Paul Outerbridge: A Singular Aesthetic
Books such as Paul Outerbridge: A Singular Aesthetic can be counted among the greater benefits of the photography publishing boom. This beautifully produced catalogue raisonné, which grew out of an Outerbridge exhibition mounted by the Laguna Beach Museum of Art in California, includes reproductions of all known images made by Outerbridge between 1921 and 1941 (his most productive years), and is both a fascinating monograph and a valuable reference.
Most people know Outerbridge through an occasional reproduction or mention; some may know a dozen or so of his images through recent articles in American Photographer (March, 1980) or Horizon (June, 1980); a smaller number are familiar with a more sizeable body of work thanks to Paul Outerbridge, Jr.: Photographs published in New York by Rizzoli, also in 1980. Up until the appearance of Paul Outerbridge: A Singular Aesthetic, however, almost no one had any wider experience of this interesting photographer’s total work than these limited sources could provide.
So one’s initial reaction to this book involves appreciation for its quality and thoroughness, the relative intelligence of its introductory essay, its inclusion of so much material (especially worthy of note is the fact that Outerbridge’s own description of his working methods in the Carbro process is reprinted from his 1940 book, Photographing in Color), and its attention to detail throughout. Beyond this, one also appreciates this book as a fascinating yet indirect record of the way Outerbridge grappled with visual and cultural issues in a world that was both post-Cubist and yet still post-Victorian.
Outerbridge started photographing in 1921. He knew Stieglitz, Archipenko, Man Ray, Brancusi, Picasso, Picabia, Duchamp, Dali and Braque, and admired Kandinsky; but he also was a commercial photographer working in New York and Hollywood. His work shows a clear awareness and appreciation of Cubism, Dadaism, Surrealism and Constructivism, yet it also exhibits a conventional formalism and set of social attitudes that would do justice to Norman Rockwell (“The Potting Shed”, 1936, or “Eight O’Clock Coffee”, 1938). There is a dualism in his work that goes far beyond a distinction between “commercial” and “personal” concerns: he switches back and forth from bold abstraction to cloying romanticism or post-Victorian posturing in all his work, be it black and white or colour, photography or drawing, commissioned or self-directed. Going through the reproductions, we see nude studies done with a directness that must have startled a 1930s audience and still lifes that attempt to get as far away from conventional perspective as is possible with a camera; we also see cutesy stone rabbits, one whispering in the other’s ear (Plate 406), trite baby pictures in addition to incisive portraits (compare “Where’s Baby”, Plate 466, with “Study of a Man”, Plate 26), and dated, stale interiors (Plate 229) along with challenging formal studies (“Political Thinking”, Plate 93). We can only conclude that Outerbridge’s cultural references were mixed at best, and look at the extremes in his style as a product of old attitudes and new movements uneasily co-existing with each other in American cultural life between the two world wars.

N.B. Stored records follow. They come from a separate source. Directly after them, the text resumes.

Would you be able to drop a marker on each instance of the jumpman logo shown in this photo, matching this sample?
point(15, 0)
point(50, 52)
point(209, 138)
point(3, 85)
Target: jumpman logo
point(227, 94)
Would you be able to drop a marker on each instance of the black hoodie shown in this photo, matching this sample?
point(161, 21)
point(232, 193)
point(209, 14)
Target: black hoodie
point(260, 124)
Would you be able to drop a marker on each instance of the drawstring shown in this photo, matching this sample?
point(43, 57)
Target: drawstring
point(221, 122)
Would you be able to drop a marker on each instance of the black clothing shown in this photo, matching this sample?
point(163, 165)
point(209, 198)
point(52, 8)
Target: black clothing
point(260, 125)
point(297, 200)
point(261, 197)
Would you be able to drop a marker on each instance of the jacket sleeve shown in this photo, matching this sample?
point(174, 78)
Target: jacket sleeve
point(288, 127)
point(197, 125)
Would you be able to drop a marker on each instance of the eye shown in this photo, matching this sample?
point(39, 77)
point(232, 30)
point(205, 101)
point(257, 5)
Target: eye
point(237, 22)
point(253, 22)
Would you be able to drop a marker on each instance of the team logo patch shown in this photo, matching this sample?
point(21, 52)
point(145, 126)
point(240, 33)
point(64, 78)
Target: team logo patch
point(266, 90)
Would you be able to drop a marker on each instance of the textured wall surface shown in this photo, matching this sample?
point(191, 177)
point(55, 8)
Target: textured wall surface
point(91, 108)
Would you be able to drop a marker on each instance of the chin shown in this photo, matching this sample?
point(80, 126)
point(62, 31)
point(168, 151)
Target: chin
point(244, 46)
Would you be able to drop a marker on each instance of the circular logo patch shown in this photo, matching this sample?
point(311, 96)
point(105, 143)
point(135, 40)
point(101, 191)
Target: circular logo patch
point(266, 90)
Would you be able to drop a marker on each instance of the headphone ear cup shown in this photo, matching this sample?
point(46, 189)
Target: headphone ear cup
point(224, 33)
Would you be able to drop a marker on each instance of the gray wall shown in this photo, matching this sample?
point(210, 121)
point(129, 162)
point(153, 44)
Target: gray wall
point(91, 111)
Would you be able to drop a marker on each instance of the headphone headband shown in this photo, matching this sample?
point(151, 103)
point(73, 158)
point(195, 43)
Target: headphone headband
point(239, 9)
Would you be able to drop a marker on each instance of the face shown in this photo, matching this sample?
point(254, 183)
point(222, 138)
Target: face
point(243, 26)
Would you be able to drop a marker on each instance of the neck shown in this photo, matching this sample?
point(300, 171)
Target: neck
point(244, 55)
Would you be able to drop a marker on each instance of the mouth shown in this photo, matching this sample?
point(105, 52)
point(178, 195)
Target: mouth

Some would argue that Outerbridge was not in any sense an original artist but a wild eclectic who borrowed equally from the mainstream of middle class culture and the European-inspired avant-garde, a photographer of great technical ability but almost no capacity to differentiate styles or create works that could really be called personal or new. A fairer view, I think, is one that comes from careful study of Paul Outerbridge: A Singular Aesthetic. With access to over five hundred reproductions, we can see that Outerbridge was not simply a hopeless imitator, but an artist who considered and dealt with all aspects of the value system of his time with varying degrees of success and originality. One might wish to retitle the book “A Plural Aesthetic”, and one might quibble with certain references and judgments in the critical text (I have a little trouble with ” … Stieglitz was the major American proponent of pictorial photography” followed two paragraphs later by “… the work Stieglitz promoted was the product of an increasingly radical examination of the theoretic and formal suppositions supporting the Academic tradition” and other near non sequiturs scattered throughout), but such criticisms are minor. This book stimulates and interests, and does a real service to a rather neglected figure.